Remember, Mindy was still just 21 years old at this point in her career, and already her early success was beginning to decline. And remember this was before white trash was being celebrated in certain music circles and condemned in others. McCready certainly qualified for both.
And she struck me at the time of the interview as totally out of control mentally and emotionally. I haven't seen that all that often in my life, but it's hard to miss. I tried talking her out of running this interview. But she wanted to see it in print to more or less punish her enemies.
I decided then for the first and only time in my life and career to censor myself. It would have been completely unfair to such a young and obviously naive and high-strung artist to publish such damaging remarks.
I remain convinced that if I had published her venomous remarks in Billboard -- which was then still considered the Bible of music -- I could have had a suicide on my hands.
I felt that the highly emotional and melodramatic Mindy could have overreacted once she saw the reaction and the meltdown to her fatal career decision. Nashville was a different world in those days, and I don't think Mindy ever had any concept of Nashville at all, outside of her fervent imagination, as a sort of wonderland. She obviously had no idea that there were trolls lying in wait in her fantasyland.

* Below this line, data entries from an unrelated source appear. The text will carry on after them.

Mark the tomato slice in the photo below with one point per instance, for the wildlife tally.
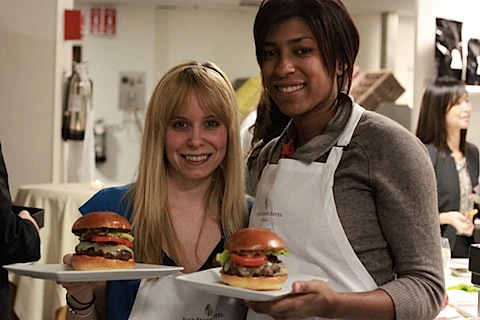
(118, 240)
(248, 260)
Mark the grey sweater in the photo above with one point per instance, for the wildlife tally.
(385, 193)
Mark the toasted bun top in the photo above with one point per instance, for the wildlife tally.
(101, 219)
(252, 239)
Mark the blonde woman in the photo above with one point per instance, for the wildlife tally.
(188, 197)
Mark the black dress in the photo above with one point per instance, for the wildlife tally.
(19, 239)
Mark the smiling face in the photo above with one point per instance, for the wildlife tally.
(294, 72)
(196, 143)
(458, 116)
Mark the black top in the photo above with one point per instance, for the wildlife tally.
(448, 187)
(19, 239)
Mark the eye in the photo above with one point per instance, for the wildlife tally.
(304, 51)
(269, 53)
(212, 123)
(179, 124)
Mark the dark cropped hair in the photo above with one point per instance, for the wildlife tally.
(334, 30)
(439, 97)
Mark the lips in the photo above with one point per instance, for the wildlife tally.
(290, 89)
(196, 158)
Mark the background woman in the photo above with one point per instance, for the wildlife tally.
(442, 126)
(187, 198)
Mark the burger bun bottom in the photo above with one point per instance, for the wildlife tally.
(255, 283)
(84, 262)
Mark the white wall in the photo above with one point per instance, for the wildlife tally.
(33, 57)
(152, 41)
(465, 11)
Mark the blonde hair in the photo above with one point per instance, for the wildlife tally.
(150, 220)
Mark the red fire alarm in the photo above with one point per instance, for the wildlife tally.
(109, 21)
(73, 25)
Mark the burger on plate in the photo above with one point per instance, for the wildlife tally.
(250, 260)
(105, 242)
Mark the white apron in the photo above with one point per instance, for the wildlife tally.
(295, 200)
(168, 298)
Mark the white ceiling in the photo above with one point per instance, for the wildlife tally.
(406, 7)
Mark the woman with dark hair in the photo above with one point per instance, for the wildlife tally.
(351, 192)
(442, 127)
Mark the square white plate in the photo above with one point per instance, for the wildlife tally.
(62, 272)
(210, 281)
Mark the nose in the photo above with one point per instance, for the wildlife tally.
(285, 66)
(195, 139)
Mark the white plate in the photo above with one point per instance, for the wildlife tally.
(65, 273)
(210, 281)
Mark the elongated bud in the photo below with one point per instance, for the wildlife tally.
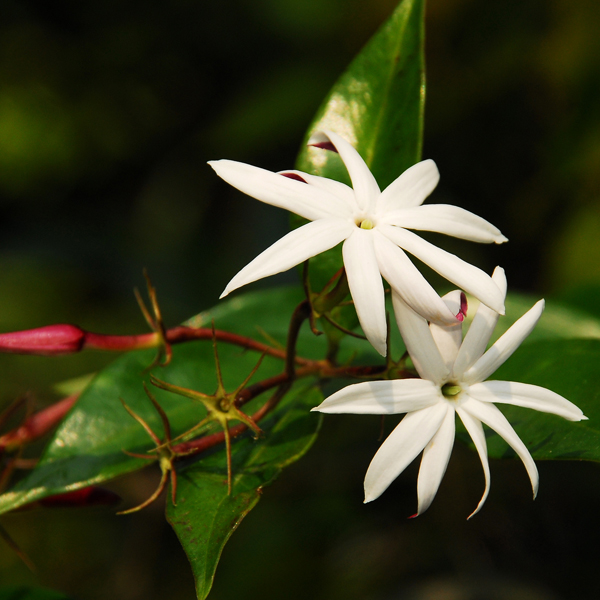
(37, 424)
(48, 340)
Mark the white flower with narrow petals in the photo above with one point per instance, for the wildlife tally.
(374, 228)
(453, 373)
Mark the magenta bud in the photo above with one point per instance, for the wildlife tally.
(52, 339)
(463, 308)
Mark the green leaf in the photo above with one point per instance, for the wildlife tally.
(377, 105)
(558, 320)
(205, 516)
(87, 448)
(21, 592)
(569, 368)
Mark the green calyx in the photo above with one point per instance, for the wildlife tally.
(450, 390)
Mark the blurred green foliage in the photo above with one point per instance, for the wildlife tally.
(108, 113)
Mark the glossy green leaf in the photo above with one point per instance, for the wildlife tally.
(569, 368)
(21, 592)
(205, 516)
(88, 446)
(377, 105)
(558, 319)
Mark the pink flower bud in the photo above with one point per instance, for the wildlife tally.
(52, 339)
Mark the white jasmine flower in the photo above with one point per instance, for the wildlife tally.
(453, 373)
(374, 228)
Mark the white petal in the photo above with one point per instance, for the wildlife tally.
(307, 201)
(447, 219)
(401, 447)
(365, 187)
(467, 277)
(475, 430)
(382, 397)
(335, 188)
(448, 338)
(480, 331)
(526, 395)
(420, 343)
(408, 283)
(493, 418)
(504, 346)
(435, 460)
(292, 249)
(366, 286)
(410, 189)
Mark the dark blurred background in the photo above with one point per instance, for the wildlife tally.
(108, 113)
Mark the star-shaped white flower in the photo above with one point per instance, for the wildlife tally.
(374, 228)
(453, 375)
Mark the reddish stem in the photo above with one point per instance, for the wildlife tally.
(38, 424)
(178, 335)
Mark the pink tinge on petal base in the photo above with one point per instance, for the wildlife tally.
(464, 305)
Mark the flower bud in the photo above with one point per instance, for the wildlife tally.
(48, 340)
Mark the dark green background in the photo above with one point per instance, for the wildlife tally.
(108, 113)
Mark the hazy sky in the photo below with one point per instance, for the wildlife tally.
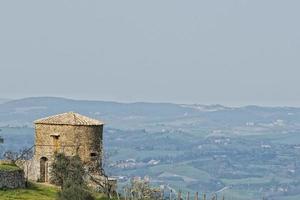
(228, 52)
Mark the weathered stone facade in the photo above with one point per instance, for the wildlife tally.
(68, 133)
(11, 179)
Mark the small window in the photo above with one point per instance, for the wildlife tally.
(93, 154)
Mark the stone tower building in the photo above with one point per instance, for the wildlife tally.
(68, 133)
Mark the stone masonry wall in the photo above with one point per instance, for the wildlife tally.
(12, 179)
(86, 141)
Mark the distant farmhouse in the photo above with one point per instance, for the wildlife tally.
(72, 134)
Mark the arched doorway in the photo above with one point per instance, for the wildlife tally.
(44, 169)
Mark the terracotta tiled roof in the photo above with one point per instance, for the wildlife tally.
(69, 118)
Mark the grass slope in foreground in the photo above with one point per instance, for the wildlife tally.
(35, 191)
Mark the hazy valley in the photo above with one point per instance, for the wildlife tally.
(245, 153)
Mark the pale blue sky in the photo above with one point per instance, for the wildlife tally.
(228, 52)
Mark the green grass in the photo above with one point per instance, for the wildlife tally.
(9, 167)
(36, 191)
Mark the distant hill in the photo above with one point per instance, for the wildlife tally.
(133, 115)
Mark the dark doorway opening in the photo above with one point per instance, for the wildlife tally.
(44, 169)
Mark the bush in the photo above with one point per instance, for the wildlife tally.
(68, 173)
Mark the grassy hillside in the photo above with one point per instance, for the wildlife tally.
(35, 191)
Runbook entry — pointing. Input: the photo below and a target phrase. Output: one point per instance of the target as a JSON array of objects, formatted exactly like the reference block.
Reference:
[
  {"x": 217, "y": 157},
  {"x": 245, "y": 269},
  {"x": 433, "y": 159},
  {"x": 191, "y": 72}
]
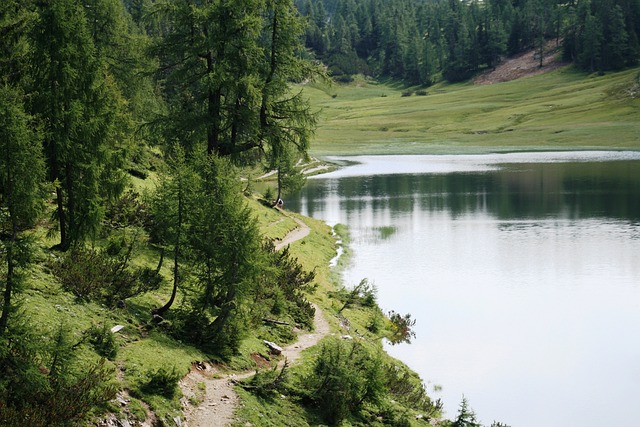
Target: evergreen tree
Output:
[
  {"x": 170, "y": 206},
  {"x": 21, "y": 198},
  {"x": 79, "y": 106},
  {"x": 466, "y": 417},
  {"x": 226, "y": 254}
]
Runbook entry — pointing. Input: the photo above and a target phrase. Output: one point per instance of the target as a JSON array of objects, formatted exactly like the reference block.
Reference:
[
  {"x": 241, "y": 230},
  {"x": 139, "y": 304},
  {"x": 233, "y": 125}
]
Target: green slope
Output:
[{"x": 563, "y": 109}]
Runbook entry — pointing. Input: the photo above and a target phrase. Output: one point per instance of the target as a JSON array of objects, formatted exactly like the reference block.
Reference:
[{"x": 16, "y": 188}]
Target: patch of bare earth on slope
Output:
[
  {"x": 523, "y": 65},
  {"x": 209, "y": 398}
]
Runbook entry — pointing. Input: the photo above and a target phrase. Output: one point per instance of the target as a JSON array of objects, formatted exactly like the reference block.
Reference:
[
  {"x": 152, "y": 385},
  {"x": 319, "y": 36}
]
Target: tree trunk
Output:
[
  {"x": 176, "y": 255},
  {"x": 6, "y": 305}
]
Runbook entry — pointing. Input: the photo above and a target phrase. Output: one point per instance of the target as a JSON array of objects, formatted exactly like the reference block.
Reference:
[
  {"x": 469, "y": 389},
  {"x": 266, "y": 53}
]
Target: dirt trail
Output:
[
  {"x": 205, "y": 383},
  {"x": 220, "y": 400},
  {"x": 298, "y": 233}
]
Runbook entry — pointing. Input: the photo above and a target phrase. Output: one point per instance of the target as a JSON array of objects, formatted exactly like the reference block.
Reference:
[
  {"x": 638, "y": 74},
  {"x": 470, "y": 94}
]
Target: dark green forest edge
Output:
[{"x": 132, "y": 241}]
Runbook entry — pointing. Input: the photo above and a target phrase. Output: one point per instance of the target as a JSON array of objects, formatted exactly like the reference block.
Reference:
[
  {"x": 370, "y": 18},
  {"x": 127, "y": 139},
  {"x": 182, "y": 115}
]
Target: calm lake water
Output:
[{"x": 522, "y": 271}]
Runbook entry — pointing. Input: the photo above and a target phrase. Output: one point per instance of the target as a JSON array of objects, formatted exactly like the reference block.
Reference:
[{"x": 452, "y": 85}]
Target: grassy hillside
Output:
[{"x": 563, "y": 109}]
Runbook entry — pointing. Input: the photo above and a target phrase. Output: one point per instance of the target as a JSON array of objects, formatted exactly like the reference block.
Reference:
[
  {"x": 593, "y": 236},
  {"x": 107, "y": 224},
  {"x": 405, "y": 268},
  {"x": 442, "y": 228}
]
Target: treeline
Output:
[
  {"x": 420, "y": 41},
  {"x": 96, "y": 92}
]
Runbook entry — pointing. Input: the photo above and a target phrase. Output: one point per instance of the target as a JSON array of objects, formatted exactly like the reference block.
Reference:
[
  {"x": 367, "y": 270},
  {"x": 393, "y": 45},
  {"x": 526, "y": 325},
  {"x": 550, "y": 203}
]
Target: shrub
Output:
[
  {"x": 103, "y": 341},
  {"x": 162, "y": 382},
  {"x": 43, "y": 385},
  {"x": 345, "y": 377},
  {"x": 94, "y": 275}
]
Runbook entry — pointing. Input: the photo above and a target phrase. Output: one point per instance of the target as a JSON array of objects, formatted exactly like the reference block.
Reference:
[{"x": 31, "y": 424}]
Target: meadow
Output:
[{"x": 561, "y": 110}]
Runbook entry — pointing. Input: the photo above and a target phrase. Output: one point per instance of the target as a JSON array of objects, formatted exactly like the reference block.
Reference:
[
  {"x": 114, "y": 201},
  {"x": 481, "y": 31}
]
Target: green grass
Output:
[{"x": 563, "y": 109}]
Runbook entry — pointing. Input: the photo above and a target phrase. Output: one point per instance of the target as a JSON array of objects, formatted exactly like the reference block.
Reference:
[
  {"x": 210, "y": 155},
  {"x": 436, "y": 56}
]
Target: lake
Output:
[{"x": 522, "y": 271}]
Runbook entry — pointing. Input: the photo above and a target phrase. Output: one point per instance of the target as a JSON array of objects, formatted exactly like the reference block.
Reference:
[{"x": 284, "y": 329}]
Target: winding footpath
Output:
[{"x": 216, "y": 391}]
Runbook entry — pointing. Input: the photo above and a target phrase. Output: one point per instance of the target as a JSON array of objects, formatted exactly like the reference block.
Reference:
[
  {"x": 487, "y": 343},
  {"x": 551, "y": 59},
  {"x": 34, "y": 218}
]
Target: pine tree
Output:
[
  {"x": 21, "y": 196},
  {"x": 79, "y": 106}
]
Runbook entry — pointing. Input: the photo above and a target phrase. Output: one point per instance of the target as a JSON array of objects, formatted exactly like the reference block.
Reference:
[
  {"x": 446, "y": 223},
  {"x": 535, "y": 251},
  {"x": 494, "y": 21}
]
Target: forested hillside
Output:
[
  {"x": 129, "y": 131},
  {"x": 420, "y": 41},
  {"x": 130, "y": 247}
]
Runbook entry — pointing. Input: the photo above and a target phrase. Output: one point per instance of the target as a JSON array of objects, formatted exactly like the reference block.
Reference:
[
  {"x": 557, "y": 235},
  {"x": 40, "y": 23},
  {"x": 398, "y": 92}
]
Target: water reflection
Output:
[
  {"x": 563, "y": 190},
  {"x": 524, "y": 277}
]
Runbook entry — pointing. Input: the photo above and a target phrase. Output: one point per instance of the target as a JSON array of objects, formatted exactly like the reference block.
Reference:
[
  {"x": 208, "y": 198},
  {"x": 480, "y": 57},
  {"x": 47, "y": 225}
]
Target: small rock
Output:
[
  {"x": 273, "y": 347},
  {"x": 117, "y": 328}
]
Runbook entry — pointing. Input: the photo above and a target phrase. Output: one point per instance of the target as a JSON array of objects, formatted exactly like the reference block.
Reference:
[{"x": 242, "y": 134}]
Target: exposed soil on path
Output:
[
  {"x": 219, "y": 400},
  {"x": 523, "y": 65},
  {"x": 215, "y": 390},
  {"x": 298, "y": 233}
]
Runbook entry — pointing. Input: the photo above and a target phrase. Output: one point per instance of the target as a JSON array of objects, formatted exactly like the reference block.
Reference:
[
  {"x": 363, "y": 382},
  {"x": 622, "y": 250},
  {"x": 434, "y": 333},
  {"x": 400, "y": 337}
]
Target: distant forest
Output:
[{"x": 420, "y": 40}]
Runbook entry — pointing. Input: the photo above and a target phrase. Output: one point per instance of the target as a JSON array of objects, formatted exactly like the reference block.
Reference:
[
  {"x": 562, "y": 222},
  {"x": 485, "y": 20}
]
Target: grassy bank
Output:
[{"x": 563, "y": 109}]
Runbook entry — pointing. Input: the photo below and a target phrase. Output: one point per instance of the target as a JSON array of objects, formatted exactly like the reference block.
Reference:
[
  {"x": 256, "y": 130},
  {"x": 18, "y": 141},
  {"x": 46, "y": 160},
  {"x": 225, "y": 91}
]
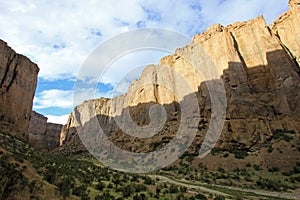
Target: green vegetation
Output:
[{"x": 75, "y": 176}]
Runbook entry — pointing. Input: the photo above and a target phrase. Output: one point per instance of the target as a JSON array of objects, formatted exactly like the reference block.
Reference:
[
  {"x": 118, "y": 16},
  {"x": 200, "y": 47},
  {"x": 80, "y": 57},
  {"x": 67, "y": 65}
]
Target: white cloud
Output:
[
  {"x": 59, "y": 35},
  {"x": 53, "y": 98},
  {"x": 57, "y": 119}
]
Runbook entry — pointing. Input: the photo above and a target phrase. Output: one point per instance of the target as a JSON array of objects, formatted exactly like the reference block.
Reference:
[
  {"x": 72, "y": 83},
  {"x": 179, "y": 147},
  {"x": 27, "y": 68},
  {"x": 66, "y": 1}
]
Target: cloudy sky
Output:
[{"x": 60, "y": 35}]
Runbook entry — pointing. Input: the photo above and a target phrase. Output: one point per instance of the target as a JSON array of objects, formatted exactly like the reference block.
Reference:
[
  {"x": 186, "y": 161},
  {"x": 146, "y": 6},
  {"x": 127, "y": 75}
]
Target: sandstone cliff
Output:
[
  {"x": 259, "y": 66},
  {"x": 18, "y": 79},
  {"x": 42, "y": 135}
]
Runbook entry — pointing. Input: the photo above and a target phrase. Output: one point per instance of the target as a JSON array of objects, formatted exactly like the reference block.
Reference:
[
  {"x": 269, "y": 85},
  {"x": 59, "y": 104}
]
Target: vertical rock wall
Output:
[{"x": 18, "y": 80}]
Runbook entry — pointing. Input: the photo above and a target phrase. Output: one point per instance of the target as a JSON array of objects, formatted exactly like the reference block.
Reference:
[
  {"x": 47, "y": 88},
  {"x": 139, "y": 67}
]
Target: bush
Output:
[
  {"x": 240, "y": 154},
  {"x": 100, "y": 186},
  {"x": 256, "y": 167}
]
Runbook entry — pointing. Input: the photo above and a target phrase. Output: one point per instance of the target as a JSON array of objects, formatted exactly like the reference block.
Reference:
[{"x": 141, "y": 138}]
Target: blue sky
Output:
[{"x": 59, "y": 36}]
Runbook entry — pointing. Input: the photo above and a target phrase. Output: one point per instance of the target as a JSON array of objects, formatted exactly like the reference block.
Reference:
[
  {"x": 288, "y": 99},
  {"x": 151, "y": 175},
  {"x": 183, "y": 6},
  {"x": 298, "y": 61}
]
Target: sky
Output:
[{"x": 60, "y": 35}]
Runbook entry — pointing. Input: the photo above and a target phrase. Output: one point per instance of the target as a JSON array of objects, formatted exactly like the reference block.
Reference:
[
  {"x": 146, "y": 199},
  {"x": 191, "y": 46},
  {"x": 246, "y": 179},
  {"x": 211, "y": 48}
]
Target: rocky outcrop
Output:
[
  {"x": 287, "y": 29},
  {"x": 258, "y": 64},
  {"x": 18, "y": 79},
  {"x": 42, "y": 135}
]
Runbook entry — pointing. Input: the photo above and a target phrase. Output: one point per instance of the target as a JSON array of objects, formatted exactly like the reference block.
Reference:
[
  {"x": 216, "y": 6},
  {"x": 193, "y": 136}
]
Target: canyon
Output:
[{"x": 259, "y": 66}]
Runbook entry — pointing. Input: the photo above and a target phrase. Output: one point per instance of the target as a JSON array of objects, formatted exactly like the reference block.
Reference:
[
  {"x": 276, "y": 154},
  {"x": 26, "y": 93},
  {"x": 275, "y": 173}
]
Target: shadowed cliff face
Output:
[
  {"x": 260, "y": 73},
  {"x": 255, "y": 110},
  {"x": 42, "y": 135},
  {"x": 18, "y": 79}
]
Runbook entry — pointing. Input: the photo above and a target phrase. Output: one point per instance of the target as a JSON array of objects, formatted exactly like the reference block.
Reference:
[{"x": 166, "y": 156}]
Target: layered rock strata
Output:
[
  {"x": 18, "y": 80},
  {"x": 259, "y": 66}
]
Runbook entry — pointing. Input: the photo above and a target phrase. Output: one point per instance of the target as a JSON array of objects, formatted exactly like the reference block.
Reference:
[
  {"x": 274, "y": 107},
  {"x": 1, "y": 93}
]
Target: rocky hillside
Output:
[
  {"x": 18, "y": 79},
  {"x": 259, "y": 66}
]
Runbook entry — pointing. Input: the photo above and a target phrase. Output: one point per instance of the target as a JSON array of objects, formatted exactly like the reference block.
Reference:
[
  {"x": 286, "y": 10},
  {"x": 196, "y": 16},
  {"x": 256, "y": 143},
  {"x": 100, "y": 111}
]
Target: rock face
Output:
[
  {"x": 42, "y": 135},
  {"x": 18, "y": 79},
  {"x": 259, "y": 66}
]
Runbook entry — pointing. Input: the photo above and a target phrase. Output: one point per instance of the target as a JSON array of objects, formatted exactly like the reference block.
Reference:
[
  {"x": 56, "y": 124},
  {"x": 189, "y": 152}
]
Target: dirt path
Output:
[{"x": 201, "y": 187}]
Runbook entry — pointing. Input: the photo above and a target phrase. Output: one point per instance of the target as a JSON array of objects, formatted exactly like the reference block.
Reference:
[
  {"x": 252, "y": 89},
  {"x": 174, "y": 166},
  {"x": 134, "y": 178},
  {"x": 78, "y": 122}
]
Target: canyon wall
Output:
[
  {"x": 258, "y": 64},
  {"x": 42, "y": 135},
  {"x": 18, "y": 80}
]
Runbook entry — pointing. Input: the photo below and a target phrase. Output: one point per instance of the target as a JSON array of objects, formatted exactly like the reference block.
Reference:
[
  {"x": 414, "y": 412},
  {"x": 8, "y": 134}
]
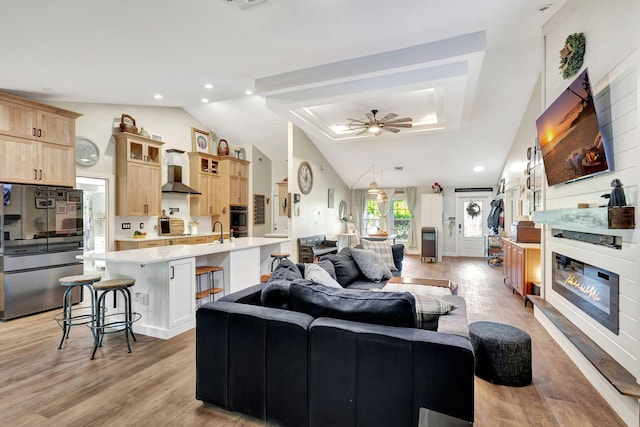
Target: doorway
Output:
[
  {"x": 472, "y": 210},
  {"x": 96, "y": 223}
]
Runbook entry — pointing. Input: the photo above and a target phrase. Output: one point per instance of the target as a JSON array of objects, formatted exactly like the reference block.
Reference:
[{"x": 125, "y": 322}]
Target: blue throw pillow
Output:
[{"x": 381, "y": 308}]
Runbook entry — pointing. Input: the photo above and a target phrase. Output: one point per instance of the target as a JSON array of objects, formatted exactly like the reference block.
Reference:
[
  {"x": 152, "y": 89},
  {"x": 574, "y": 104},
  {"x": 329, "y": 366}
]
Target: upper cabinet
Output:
[
  {"x": 236, "y": 172},
  {"x": 138, "y": 175},
  {"x": 204, "y": 177},
  {"x": 37, "y": 143}
]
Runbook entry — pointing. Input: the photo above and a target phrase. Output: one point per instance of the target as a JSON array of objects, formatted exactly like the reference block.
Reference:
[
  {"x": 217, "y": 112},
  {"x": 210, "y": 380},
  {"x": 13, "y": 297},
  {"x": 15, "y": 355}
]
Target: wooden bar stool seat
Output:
[
  {"x": 277, "y": 258},
  {"x": 114, "y": 321},
  {"x": 210, "y": 290},
  {"x": 69, "y": 317}
]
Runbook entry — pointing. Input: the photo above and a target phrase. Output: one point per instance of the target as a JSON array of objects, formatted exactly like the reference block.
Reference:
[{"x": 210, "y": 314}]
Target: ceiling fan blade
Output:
[
  {"x": 403, "y": 119},
  {"x": 400, "y": 125},
  {"x": 387, "y": 117}
]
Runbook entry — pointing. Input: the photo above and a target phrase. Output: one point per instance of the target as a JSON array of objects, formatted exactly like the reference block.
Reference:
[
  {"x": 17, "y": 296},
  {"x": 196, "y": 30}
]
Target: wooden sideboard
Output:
[{"x": 521, "y": 263}]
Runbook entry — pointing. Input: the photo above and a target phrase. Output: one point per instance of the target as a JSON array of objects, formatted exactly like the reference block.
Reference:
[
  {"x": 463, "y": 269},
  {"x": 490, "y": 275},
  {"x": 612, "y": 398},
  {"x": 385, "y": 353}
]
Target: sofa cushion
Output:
[
  {"x": 371, "y": 264},
  {"x": 383, "y": 249},
  {"x": 317, "y": 274},
  {"x": 382, "y": 308},
  {"x": 346, "y": 269}
]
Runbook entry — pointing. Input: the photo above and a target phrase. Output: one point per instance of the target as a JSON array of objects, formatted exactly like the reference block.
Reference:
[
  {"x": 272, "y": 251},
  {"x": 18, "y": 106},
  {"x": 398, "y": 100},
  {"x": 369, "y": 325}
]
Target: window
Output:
[{"x": 398, "y": 213}]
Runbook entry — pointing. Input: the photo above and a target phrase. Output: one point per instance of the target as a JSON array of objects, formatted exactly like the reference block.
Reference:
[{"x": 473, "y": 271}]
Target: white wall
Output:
[
  {"x": 611, "y": 56},
  {"x": 313, "y": 216}
]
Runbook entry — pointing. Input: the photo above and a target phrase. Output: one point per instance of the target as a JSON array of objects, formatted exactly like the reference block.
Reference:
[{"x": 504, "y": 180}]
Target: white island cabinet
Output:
[{"x": 164, "y": 292}]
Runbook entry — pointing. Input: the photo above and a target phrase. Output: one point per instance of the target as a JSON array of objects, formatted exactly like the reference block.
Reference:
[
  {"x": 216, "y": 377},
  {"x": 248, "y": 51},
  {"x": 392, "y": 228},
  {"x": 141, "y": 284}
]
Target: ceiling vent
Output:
[{"x": 244, "y": 4}]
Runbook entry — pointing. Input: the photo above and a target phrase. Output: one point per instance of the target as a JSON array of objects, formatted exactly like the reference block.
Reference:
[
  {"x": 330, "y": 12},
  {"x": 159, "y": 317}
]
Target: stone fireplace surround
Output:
[{"x": 590, "y": 345}]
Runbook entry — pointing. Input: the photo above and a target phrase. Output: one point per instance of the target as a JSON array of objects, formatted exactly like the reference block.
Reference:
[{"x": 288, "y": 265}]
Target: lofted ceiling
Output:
[{"x": 463, "y": 70}]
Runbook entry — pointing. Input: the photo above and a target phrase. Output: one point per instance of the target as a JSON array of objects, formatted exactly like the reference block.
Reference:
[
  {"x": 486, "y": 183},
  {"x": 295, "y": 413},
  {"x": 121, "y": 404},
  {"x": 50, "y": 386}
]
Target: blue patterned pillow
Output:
[{"x": 371, "y": 265}]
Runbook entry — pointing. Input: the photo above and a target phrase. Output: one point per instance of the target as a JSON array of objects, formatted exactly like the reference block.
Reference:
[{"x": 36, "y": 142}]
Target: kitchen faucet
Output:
[{"x": 213, "y": 230}]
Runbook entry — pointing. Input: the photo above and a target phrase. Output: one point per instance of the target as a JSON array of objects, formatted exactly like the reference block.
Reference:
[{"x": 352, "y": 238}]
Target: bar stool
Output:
[
  {"x": 66, "y": 319},
  {"x": 277, "y": 258},
  {"x": 211, "y": 290},
  {"x": 122, "y": 321}
]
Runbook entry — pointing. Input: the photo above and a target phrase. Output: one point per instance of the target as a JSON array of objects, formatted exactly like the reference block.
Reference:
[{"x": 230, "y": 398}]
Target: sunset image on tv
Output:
[{"x": 569, "y": 135}]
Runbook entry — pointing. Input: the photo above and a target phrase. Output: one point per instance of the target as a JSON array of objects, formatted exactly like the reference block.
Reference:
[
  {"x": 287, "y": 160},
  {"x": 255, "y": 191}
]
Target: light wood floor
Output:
[{"x": 155, "y": 384}]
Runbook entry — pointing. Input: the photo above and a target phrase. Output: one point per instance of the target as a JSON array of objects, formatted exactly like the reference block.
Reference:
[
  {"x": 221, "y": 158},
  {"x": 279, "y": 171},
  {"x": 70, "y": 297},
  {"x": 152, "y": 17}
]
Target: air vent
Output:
[{"x": 244, "y": 4}]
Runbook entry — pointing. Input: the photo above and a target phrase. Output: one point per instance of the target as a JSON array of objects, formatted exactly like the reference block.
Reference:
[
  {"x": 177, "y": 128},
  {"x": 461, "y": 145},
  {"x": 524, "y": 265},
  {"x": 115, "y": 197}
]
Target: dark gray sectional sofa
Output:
[{"x": 290, "y": 368}]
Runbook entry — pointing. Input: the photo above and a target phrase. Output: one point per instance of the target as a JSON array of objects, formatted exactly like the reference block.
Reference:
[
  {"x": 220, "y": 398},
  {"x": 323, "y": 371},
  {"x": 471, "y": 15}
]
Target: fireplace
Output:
[{"x": 591, "y": 289}]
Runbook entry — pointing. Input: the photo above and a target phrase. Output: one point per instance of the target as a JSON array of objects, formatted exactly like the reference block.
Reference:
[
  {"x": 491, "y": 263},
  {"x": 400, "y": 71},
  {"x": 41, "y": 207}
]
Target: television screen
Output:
[{"x": 570, "y": 137}]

I finally laid it on the line to her, thusly: "Mindy, if I print what you just told me, you'll be out the door tomorrow. You don't seem to realize and understand that Joe holds your career in his hands."
"Look," she snapped. "He's wrong. He doesn't understand me."
I regret (and I hope that she subsequently did also) that she decided to go to that tawdry British documentary Naked Nashville to try to air her dirty laundry and throw stones at Joe and BNA. If anything, she was even more desperate on that documentary to get her points across. It did, though, have the desired effect that she wanted.
Joe Galante, always a decent man and a greatly respected record executive, had no choice but to drop her from BNA Records. After a brief, ineffectual stop at Capitol Records, Mindy was cut loose to drift in the wind, and her career went on to completely unravel. Unfortunately, there are no do-overs in the music business. Once you f**k yourself, there you are. I don't know what ever happened to her circle of advisors and Svengalis of the month. I doubt that they will ever step forward.
It's up to educated medical professionals, and not me, to decide what ailed and troubled her. To me, it appeared to be a genuine emotional problem. What I saw and heard in her eyes and voice convinced me that deep in her brain, there was something dark lurking under the surface way back then -- that was way beyond anything I had ever seen or could handle. Obviously, it was beyond anything McCready could handle. She could have had a good career but for a few of those careless little decisions. ... And then those bad decisions multiplied and tumbled her downhill, with no possible turning back. Superman and Roger Clemens? Why not? What could possibly go wrong?